Und das sind nur wenige und noch nicht einmal die schlimmsten Beleidigungen, die den Polizisten an den Kopf geworfen werden. „Hurensohn gehört besonders bei jungen Männern fast schon zur Standardbezeichnung für Polizeibeamte“, sagt Andreas Wilming-Weber von der Kreispolizeibehörde Recklinghausen. Es werde tatsächlich von Tag zu Tag schlimmer, meint auch Essens Polizeisprecher Peter Elke. Die Beleidigungen würden häufig laut vorgetragen, damit möglichst viele sie mit bekämen. „Das führt häufig zu Nachahmern“, betont Elke. „Von einigen Leuten mit Migrationshintergrund werden wir manchmal als Hitlerpolizei, Nazis und AfD-Wähler bezeichnet“, so Elke. Und: „Weibliche Polizisten werden sexuell beleidigt, häufig von jungen Männern mit Migrationshintergrund“, sagt er.

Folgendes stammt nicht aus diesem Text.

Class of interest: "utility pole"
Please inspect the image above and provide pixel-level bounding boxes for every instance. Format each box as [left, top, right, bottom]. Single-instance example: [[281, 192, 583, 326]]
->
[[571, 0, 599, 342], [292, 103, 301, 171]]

Wüste verbale Entgleisungen

Was sich in den vergangenen Jahren auch geändert hat: Selbst banalste Anlässe reichen aus, damit Leute gegenüber der Polizei ausfallend werden und völlig die Kontrolle verlieren, wie ein Fall aus Recklinghausen bei einer Bombenentschärfung zeigt, bei der ein Mann ohne Anlass die Polizisten verbal anging: „Ihr Wichser, ihr Vollidioten, ihr Bullenschweine, euch sollte man die Köpfe einschlagen. Wenn ich euch Pisser das nächste Mal sehe, breche ich euch die Nasenbeine. Vor euch Scheiß-Bullen braucht man keinen Respekt zu haben, weil ihr alles Vollidioten seid“, soll der Mann gesagt haben. Grundsätzlich würden die Menschen sehr gereizt auf Polizisten reagieren, bestätigt Andreas Czogalla, Sprecher der Polizei Düsseldorf. „Und es kommt häufiger zum Einmischen von Unbeteiligten, die sich mit den Streithähnen solidarisieren“, sagt Czogalla.

Polizisten werden auch immer häufiger bedroht, wie Beispiele aus dem Polizeialltag zeigen: „Ich weiß, wo du wohnst“, „Ich bringe dich um“, „Man sieht sich immer zweimal“, „Das nächste Mal hast du keine Uniform mehr an“, „Ich kenne die Bandidos und arabische Clans, die machen euch fertig“.

NRW-Innenmister Herbert Reul (CDU) verurteilt die Beleidigungen. „Das ist verbale Gewalt gegenüber denjenigen, die helfen und jeden Tag den Kopf für uns hinhalten“, sagte Reul unserer Redaktion. Deshalb müsse auch jede Beleidigung konsequent verfolgt und geahndet werden. „Jeder Angriff, körperlich oder verbal, auf Polizeibeamte ist einer zu viel. Dafür gibt es keine Entschuldigung, auch nicht Alkohol“, so Reul.

Damit spricht Reul das an, was viele Polizisten ärgert: Selbst übelste Beleidigungen blieben demnach sehr häufig ohne Folgen. „Immer wieder kommen sie davon, weil sie betrunken waren oder unter Drogen standen. Vor Gericht kommen sie damit dur ch. Das frustriert uns. Und das Schlimme ist: Die Täter wissen das genau“, sagt ein Polizist, der anonym bleiben möchte.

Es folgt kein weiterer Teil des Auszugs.